Studio album by Mando Diao
- Released: 31 October 2012 (Sweden); 2 November 2012 (GER, AUT, SWI);
- Genre: Indie rock
- Language: Swedish
- Label: Universal Records
- Producer: Björn Olsson

Mando Diao chronology
| Greatest Hits Volume 1 (2012) | Infruset (00000000) | Ælita (2014) |

= Infruset =

Infruset is the sixth studio album by Swedish band Mando Diao and the band's first album in their native language, Swedish.

In 2011, on the occasion of Swedish poet Gustaf Fröding's (1860–1911) hundredth death year, Gustaf Norén was asked to set one of his poems to music. The beauty and honesty of Fröding's poetry as well as his eccentric and anguished way of living was appealing to the band.

Fröding's poetry is telling stories about the beauty of nature, about love and life's challenges. Gustaf Norén and Björn Dixgård chose ten of his poems; the album's recording took place in an old barn that was transformed into a studio, and was finished after a few days only.

The songs are slow and melancholic ballads. The band is using acoustic guitars and piano as main instruments; drums, bass and strings are providing the smooth and gentle background. The main focus is on Fröding's words, instruments and voices are emphasizing the melancholy within the lyrics.

Linnéa Dixgård, sister of Björn Dixgård, performs the song "Titania".

On 28 October 2012, the first public performance of Infruset was celebrated as cinema event with broadcasts in cinemas and theaters in Sweden, Germany and Switzerland. The premiere consisted of two parts – a biography of Gustaf Fröding and interviews with band members, and the live performance of the new songs.
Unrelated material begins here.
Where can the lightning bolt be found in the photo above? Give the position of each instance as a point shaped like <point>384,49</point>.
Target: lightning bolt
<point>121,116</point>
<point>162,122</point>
Infruset has turned out to be the band's most successful album in Sweden. It has won a Swedish Grammis award and been certified 4× Platinum in Sweden. Due to their success, the band was awarded with the Swedish Rockbjörnen, a fan award, as best live group in 2013.
The album has been in Swedish charts for 97 weeks from November 2012 until September 2014 and is the fourth in the list of "best albums of all times" in Sweden. The single Strövtåg i hembygden remained in Swedish radio top ten charts for 100 weeks in October 2014.

==Track listing==
The listed tracks are:

| No. | Title | Length |
|---|---|---|
| 1. | "Den självslagne" | 1:50 |
| 2. | "En sångarsaga" | 6:37 |
| 3. | "Infruset" | 5:23 |
| 4. | "I ungdomen" | 3:22 |
| 5. | "Snigelns visa" | 3:52 |
| 6. | "Strövtåg i hembygden" | 4:08 |
| 7. | "Men" | 2:56 |
| 8. | "En ung mor" | 3:00 |
| 9. | "Titania" | 3:24 |
| 10. | "Gråbergssång" | 3:08 |

==Infruset gold edition==
A special gold edition was released with 19 tracks, including the 10 original tracks, and 9 additional tracks (including two bonus tracks and seven "demo versions" from the track list) as follows:

===Bonus tracks===
- 11. "Säv säv Susa (bonus track)
- 12. "Dagg" (bonus track)

===Demo versions===
- 13. "En Sångarsaga" (demo version)
- 14. "Den Självslagne" (demo version)
- 15. "Snigelns visa" (demo version)
- 16. "Infruset" (demo version)
- 17. "Men" (demo version)
- 18. "Strövtåg i hembygden" (demo version)
- 19. "Titania" (demo version)

==Charts==
Infruset became an immediate success in Sweden – one week after the album's release it reached number one on the Swedish Albums Chart and was certified gold in the country. It is also the band's first album to enter the Norwegian Albums Chart.

===Weekly charts===

| Chart (2012) | Peak position |
|---|---|
| Norwegian Albums (VG-lista) | 33 |
| Swedish Albums (Sverigetopplistan) | 1 |
| Swiss Albums (Schweizer Hitparade) | 97 |

===Year-end charts===

| Chart (2012) | Position |
|---|---|
| Swedish Albums (Sverigetopplistan) | 1 |
| Chart (2013) | Position |
| Swedish Albums (Sverigetopplistan) | 3 |
| Chart (2014) | Position |
| Swedish Albums (Sverigetopplistan) | 42 |

==Certifications==

Certifications for Infruset
| Region | Certification | Certified units/sales |
| Sweden (GLF) | 4× Platinum | 160,000^{‡} |
^{‡} Sales+streaming figures based on certification alone.